Hi,
I have a large 1D array a containing float/integer values. I have another array b containing some indices of array a. I want to find the maximum values in array a for each array slice defined by array b. How can i do that in numba cuda.
For example,
a=[1,2,1,2,3,4,1,2,3,4,5,1,2,3]
b=[0,2,6,11]
this is a segmented reduction. As usual you may wish to consider a library implementation. If you wish to “roll your own” here is an example. That example is not “black-box ready to go” for your use case, but it generally depicts one possible method. In that example, the block sizes are fixed. In your example, the block sizes (the length of each segment) varies. So to adapt to your case, each block would load its starting point and ending point from your b array, rather than doing a fixed calculation for that. Also, that example intends to do a transform on each element first. Your example doesn’t need that.

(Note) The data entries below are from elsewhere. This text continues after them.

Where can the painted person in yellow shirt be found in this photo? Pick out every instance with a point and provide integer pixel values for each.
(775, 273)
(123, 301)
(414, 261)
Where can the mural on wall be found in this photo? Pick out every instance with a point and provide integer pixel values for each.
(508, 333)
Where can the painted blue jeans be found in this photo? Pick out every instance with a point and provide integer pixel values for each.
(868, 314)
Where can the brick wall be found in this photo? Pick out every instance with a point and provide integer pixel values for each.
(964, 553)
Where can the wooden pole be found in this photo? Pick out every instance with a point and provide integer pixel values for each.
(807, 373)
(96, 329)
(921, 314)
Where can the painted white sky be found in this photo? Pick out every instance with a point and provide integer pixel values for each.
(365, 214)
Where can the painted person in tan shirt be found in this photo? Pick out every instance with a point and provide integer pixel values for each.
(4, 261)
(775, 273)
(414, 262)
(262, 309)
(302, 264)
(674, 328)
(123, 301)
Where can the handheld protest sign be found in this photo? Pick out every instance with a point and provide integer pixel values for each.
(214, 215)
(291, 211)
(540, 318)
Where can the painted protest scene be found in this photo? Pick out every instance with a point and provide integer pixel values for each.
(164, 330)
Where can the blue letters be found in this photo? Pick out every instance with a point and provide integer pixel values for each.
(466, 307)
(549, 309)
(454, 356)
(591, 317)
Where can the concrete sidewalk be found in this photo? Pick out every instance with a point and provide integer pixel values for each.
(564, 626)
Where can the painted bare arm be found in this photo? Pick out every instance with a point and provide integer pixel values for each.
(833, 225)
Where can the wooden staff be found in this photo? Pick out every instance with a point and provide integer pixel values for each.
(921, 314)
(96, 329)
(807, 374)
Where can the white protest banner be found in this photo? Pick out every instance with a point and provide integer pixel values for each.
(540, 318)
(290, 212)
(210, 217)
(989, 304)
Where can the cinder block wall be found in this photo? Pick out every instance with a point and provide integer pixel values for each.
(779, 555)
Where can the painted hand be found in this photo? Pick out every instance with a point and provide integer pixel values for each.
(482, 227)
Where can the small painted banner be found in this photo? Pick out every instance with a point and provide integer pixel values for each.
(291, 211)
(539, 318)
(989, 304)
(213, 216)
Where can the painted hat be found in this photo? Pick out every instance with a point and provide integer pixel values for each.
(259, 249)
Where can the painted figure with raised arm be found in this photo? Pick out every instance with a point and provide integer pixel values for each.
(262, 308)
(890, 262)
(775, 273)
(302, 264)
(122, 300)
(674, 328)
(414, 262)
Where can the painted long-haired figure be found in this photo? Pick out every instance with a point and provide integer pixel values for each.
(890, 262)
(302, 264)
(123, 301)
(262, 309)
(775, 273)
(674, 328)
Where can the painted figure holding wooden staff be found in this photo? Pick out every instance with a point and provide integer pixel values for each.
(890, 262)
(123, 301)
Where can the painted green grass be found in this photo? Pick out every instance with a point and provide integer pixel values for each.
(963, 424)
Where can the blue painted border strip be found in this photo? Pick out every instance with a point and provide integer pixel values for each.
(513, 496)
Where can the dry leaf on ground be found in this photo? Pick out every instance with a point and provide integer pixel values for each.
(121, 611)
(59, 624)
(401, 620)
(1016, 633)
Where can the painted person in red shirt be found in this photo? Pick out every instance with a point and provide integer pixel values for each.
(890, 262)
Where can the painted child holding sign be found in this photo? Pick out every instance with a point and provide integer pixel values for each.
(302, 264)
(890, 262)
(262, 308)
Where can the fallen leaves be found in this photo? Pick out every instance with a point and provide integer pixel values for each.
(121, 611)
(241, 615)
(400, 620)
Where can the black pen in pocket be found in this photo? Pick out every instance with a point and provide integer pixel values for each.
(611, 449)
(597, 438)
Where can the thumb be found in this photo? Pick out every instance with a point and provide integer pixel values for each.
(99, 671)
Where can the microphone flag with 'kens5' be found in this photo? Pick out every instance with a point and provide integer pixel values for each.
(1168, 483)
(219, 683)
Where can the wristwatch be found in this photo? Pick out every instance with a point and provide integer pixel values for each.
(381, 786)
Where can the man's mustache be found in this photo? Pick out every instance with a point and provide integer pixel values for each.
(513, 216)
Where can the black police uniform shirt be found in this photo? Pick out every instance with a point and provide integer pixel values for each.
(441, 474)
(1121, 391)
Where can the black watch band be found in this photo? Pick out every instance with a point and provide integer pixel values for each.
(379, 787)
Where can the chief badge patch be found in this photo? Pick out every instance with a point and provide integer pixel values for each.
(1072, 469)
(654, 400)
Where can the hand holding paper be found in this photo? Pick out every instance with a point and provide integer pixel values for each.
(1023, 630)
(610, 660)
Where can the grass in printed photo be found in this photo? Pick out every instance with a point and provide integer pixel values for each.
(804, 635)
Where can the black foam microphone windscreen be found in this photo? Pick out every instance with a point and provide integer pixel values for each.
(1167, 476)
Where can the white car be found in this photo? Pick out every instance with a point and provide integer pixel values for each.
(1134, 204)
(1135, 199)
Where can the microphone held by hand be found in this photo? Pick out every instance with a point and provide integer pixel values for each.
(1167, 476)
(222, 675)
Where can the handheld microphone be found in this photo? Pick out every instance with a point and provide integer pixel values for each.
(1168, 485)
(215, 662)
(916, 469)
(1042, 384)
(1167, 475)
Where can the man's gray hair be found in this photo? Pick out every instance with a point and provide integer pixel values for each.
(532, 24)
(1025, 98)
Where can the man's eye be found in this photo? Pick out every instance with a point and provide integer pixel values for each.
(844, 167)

The block-per-segment approach is reasonably flexible (when using a block-stride loop, as indicated there), but probably suffers a bit of efficiency when the block/segment sizes are extremely small, or the blocks/segments are extremely large and/or few in number. Again, a library approach is probably a good choice, otherwise the best “roll your own” algorithm may depend on specifics like the number of elements in your b array and the distance between each.
No, the example won’t work for your case without modification. That’s why I said:
A library example would be thrust reduce_by_key and yes it will work for varying segment lengths, but it expects C++, and it would probably still require some “manipulation” of your b array in order to generate a proper key array. I don’t generally have immediate library recommendations for numba cuda, but you can use CUDA python to interface. No I don’t have a recipe for you.